# taz.de -- SPD-Ergebnis bei der Bundestagswahl: Heute endet die Große Koalition
       
       > Die SPD erleidet bei der Wahl eine historische Niederlage – und kündigt
       > den Gang in die Opposition an. Martin Schulz hat daran nur ein bisschen
       > Schuld.
       
 (IMG) Bild: Endstation, bitte alle aus dem Schulz-Zug aussteigen
       
       BERLIN taz | Auch ein Unglück, das man kommen sah, bleibt ein Unglück. Die
       Stimmung im Willy-Brandt-Haus ist um 18 Uhr nicht mies – als die Zahlen
       über die Bildschirme flackern, herrscht Entsetzen. [1][Knapp über 20
       Prozent].
       
       Das Wording ist klar. Keine Schnörkel; kein „Ja, aber“. Keine gewundenen
       Ausreden. „Eine schlimme Niederlage“, erklärt Manuela Schwesig um kurz nach
       18 Uhr. Und macht eine klare Ansage: Die SPD geht in die Opposition.
       
       Das ist logisch. Denn die SPD hatte die letzte Regierung politisch geprägt,
       vom Mindestlohn bis zur Ehe für alle. Aber dieser Erfolg nutzt ihr nichts.

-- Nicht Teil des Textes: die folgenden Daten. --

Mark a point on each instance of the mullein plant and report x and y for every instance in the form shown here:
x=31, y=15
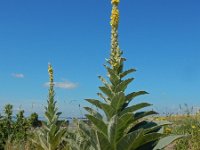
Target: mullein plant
x=51, y=135
x=125, y=126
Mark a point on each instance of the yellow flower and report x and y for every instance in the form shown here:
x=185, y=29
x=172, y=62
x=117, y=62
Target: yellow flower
x=50, y=70
x=114, y=17
x=193, y=127
x=115, y=1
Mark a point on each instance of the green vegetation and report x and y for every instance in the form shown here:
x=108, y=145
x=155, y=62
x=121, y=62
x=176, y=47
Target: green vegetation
x=122, y=126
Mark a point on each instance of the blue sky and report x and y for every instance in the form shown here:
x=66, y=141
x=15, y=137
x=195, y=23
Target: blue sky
x=160, y=38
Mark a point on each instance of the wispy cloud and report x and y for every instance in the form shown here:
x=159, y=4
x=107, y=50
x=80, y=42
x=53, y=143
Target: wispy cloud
x=63, y=85
x=18, y=75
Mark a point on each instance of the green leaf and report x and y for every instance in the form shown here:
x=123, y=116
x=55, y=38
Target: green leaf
x=140, y=115
x=107, y=91
x=135, y=108
x=123, y=74
x=108, y=110
x=118, y=100
x=132, y=95
x=128, y=140
x=123, y=85
x=94, y=113
x=103, y=143
x=112, y=130
x=99, y=124
x=114, y=78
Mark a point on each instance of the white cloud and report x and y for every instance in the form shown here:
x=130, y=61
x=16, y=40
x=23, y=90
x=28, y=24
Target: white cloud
x=64, y=85
x=18, y=75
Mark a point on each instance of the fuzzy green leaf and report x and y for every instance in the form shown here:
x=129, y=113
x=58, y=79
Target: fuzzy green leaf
x=123, y=85
x=123, y=74
x=135, y=108
x=99, y=124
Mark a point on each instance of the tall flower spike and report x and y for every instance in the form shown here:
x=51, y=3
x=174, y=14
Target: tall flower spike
x=116, y=61
x=50, y=71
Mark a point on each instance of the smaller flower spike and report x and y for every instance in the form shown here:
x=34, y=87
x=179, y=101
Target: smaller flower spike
x=50, y=70
x=115, y=1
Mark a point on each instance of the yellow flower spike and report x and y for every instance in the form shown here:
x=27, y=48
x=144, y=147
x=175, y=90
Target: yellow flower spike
x=50, y=71
x=114, y=17
x=115, y=1
x=193, y=127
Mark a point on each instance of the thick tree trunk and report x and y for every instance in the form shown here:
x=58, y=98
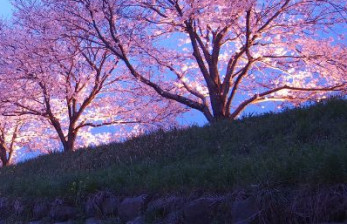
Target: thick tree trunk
x=69, y=145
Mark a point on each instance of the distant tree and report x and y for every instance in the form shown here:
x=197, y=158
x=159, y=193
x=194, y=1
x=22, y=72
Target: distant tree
x=73, y=88
x=22, y=134
x=217, y=57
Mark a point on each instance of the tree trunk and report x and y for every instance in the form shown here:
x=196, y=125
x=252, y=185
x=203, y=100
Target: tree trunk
x=69, y=145
x=3, y=156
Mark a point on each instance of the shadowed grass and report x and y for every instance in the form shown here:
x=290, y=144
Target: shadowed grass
x=299, y=146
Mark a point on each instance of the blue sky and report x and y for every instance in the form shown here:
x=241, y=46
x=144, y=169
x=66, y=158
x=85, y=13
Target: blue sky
x=5, y=9
x=193, y=117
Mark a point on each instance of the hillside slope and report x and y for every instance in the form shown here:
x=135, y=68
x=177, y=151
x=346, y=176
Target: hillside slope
x=303, y=146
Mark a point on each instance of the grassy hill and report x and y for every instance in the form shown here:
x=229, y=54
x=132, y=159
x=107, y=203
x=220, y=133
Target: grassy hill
x=303, y=146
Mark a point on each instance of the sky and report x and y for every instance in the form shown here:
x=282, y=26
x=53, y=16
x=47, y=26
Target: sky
x=5, y=9
x=193, y=117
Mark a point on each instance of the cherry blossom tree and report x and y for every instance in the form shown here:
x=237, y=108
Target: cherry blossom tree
x=75, y=86
x=217, y=57
x=20, y=135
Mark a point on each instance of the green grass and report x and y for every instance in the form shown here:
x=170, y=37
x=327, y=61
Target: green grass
x=303, y=146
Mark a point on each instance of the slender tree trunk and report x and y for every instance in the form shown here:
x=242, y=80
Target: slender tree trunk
x=3, y=156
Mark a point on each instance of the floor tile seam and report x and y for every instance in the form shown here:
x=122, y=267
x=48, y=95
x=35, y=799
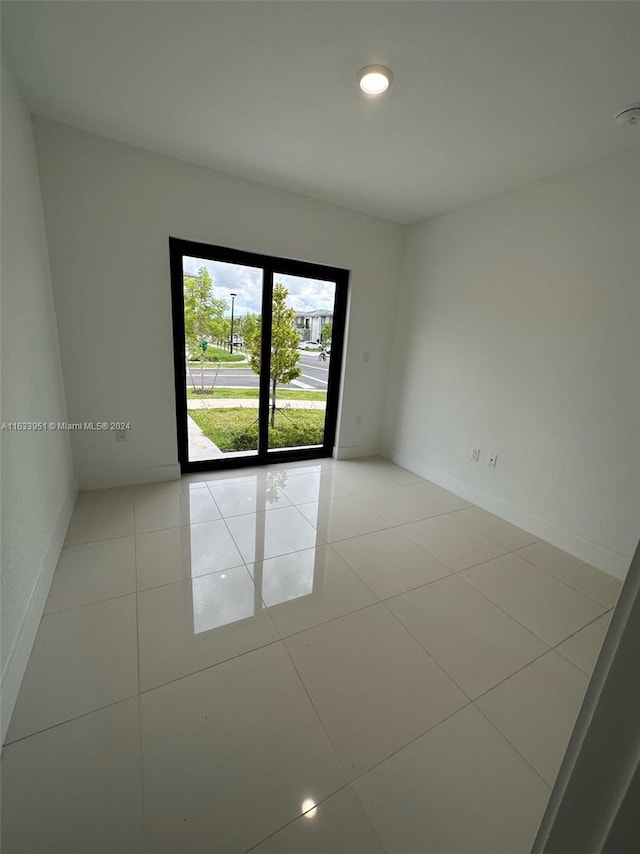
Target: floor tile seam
x=389, y=523
x=97, y=542
x=548, y=785
x=500, y=608
x=94, y=543
x=488, y=536
x=586, y=625
x=607, y=606
x=315, y=711
x=87, y=605
x=511, y=675
x=429, y=654
x=358, y=491
x=279, y=639
x=347, y=785
x=192, y=578
x=69, y=720
x=213, y=498
x=548, y=574
x=573, y=664
x=171, y=527
x=293, y=820
x=411, y=741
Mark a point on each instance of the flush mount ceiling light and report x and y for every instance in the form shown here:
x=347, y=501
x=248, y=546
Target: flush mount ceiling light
x=629, y=116
x=374, y=79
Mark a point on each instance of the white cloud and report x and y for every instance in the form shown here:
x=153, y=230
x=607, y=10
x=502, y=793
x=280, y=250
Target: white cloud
x=246, y=283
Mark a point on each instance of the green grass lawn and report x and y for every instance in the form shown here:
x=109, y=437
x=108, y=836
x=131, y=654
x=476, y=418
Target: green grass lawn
x=217, y=354
x=237, y=429
x=252, y=393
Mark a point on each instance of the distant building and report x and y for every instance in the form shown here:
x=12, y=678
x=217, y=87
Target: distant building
x=309, y=323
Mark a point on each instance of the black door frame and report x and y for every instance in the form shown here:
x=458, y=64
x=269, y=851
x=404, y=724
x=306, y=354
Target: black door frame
x=270, y=266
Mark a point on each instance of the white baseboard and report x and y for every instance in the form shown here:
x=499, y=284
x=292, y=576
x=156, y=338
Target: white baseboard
x=351, y=452
x=608, y=561
x=19, y=655
x=135, y=477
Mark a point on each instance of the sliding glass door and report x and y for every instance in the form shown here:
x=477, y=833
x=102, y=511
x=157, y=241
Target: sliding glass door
x=258, y=347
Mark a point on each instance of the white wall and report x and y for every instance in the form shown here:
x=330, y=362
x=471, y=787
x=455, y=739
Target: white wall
x=37, y=490
x=518, y=331
x=110, y=209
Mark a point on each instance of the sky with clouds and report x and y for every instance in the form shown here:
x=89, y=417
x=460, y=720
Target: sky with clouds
x=304, y=294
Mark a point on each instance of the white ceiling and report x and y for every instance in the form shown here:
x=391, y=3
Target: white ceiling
x=486, y=95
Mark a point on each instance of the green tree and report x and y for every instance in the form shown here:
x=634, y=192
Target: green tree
x=203, y=316
x=284, y=343
x=325, y=334
x=251, y=325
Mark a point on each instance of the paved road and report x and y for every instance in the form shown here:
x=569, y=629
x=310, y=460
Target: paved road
x=314, y=375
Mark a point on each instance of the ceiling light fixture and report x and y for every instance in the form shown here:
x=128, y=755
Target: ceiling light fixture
x=629, y=116
x=374, y=79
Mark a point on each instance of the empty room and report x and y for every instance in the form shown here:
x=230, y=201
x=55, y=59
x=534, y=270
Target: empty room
x=320, y=404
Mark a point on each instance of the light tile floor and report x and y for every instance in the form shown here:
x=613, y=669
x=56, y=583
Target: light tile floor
x=323, y=658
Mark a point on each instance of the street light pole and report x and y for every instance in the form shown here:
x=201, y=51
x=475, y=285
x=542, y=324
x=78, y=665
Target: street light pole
x=233, y=299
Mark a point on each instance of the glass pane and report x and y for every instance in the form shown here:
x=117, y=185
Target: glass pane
x=300, y=357
x=222, y=310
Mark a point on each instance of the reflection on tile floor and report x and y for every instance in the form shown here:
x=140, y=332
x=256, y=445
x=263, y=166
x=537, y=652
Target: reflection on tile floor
x=326, y=657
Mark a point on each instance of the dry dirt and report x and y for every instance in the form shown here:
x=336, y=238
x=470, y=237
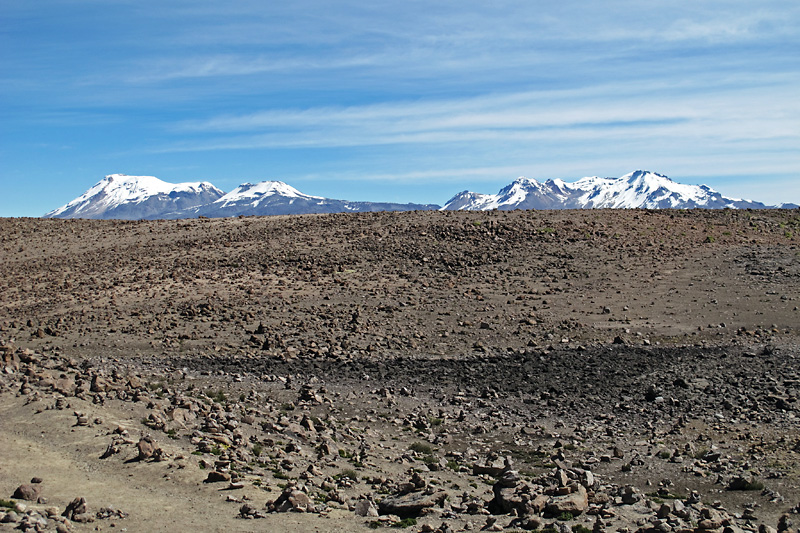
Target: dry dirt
x=657, y=350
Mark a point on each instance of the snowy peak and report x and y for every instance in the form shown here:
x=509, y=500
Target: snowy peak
x=118, y=196
x=638, y=189
x=255, y=194
x=128, y=197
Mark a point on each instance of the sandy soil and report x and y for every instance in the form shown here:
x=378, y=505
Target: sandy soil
x=555, y=338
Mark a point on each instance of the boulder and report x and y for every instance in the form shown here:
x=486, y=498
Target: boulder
x=411, y=504
x=574, y=503
x=27, y=491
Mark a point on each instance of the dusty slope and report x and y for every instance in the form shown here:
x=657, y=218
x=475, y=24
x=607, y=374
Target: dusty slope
x=477, y=332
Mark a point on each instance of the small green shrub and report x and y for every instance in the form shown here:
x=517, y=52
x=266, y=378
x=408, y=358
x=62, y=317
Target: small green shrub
x=7, y=504
x=348, y=473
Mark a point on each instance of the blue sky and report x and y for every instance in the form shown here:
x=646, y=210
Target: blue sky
x=396, y=101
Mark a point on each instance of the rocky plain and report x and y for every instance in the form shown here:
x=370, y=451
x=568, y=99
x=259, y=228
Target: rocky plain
x=608, y=370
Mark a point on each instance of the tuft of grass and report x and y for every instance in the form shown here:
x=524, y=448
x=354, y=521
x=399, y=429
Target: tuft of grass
x=421, y=447
x=349, y=473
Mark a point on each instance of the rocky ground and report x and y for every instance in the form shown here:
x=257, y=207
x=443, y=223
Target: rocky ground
x=563, y=371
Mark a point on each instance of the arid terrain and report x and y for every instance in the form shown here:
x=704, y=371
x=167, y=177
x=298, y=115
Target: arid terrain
x=621, y=370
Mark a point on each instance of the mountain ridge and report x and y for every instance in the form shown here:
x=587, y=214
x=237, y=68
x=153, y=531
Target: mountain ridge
x=118, y=196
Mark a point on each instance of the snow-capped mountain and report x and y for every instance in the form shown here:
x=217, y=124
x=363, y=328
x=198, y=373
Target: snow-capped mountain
x=135, y=197
x=639, y=189
x=278, y=198
x=144, y=197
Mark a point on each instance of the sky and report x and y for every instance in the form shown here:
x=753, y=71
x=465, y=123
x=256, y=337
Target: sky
x=397, y=101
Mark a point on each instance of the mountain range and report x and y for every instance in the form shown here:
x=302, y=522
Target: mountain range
x=118, y=196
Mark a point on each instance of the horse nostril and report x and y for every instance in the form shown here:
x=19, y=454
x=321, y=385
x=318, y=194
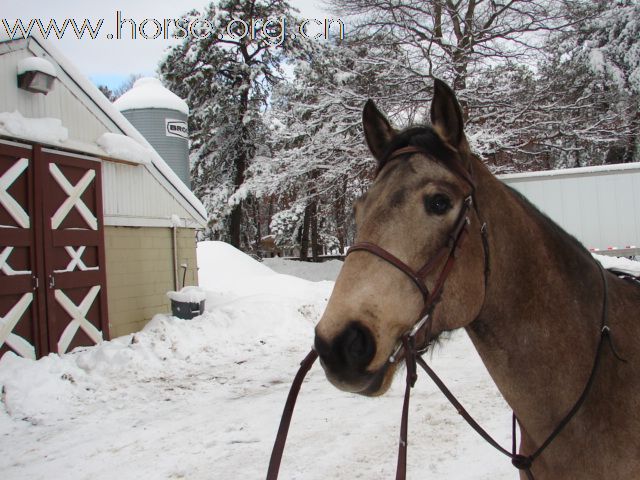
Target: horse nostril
x=356, y=346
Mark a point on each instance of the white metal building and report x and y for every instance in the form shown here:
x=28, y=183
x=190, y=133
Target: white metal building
x=95, y=228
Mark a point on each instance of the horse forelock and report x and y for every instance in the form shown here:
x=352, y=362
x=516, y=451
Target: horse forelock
x=422, y=136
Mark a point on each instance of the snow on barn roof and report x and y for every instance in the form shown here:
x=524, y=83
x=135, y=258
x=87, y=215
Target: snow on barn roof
x=107, y=146
x=148, y=92
x=36, y=64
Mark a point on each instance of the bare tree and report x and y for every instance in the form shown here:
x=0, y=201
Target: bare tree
x=451, y=39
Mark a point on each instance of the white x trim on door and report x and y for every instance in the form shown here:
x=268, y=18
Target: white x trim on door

       Und die Vorstellung, zum ersten Mal eine Große Koalition fortzusetzen mit
       ausgerechnet der AfD als Oppositionsführer, erscheint der SPD-Spitze als
       reiner Horror.
       
       Zudem: In Niedersachsen muss Stephan Weil am 15. Oktober versuchen, das
       nächste Debakel zu verhindern. In diesem Moment an Hannover zu denken
       klingt kleinteilig. Ist es aber nicht. Die SPD schwächelt nicht nur im
       Bund. Wenn Niedersachsen verloren geht, bleiben nur noch die Stadtstaaten
       Berlin, Hamburg, Bremen und die drei strukturschwachen Länder Mecklenburg,
       Brandenburg, Rheinland-Pfalz.
       
       ## Ein Ergebnis schlechter als 2009
       
       „Wir werden machtpolitisch komplett marginalisiert“, fürchtet ein
       SPD-Stratege. Und SPD-Mann Karl Lauterbach versichert, dass die Ansage, man
       gehe in die Opposition, auch nach der Wahl in Hannover gelte. „Alles andere
       wäre Wählerbetrug, der uns vollends unglaubwürdig machen würde.“
       
       Ein Ergebnis schlechter als 2009, 23 Prozent, war eingepreist. Aber nicht,
       dass man nur einige Prozentpunkte vor der AfD liegt. Es ist eine fatale
       Angleichung an einen Trend in Europa: Auch in den Niederlanden, Schweden,
       in Dänemark, Österreich und Frankreich war der Niedergang der
       Sozialdemokraten die andere Seite des Aufstiegs der Rechtspopulisten.
       
       Sicher ist: Ein Mitte-links-Bündnis, das in den letzten zwanzig Jahren fast
       immer eine Mehrheit im Bundestag hatte, ist passé. Der [2][Triumph der AfD]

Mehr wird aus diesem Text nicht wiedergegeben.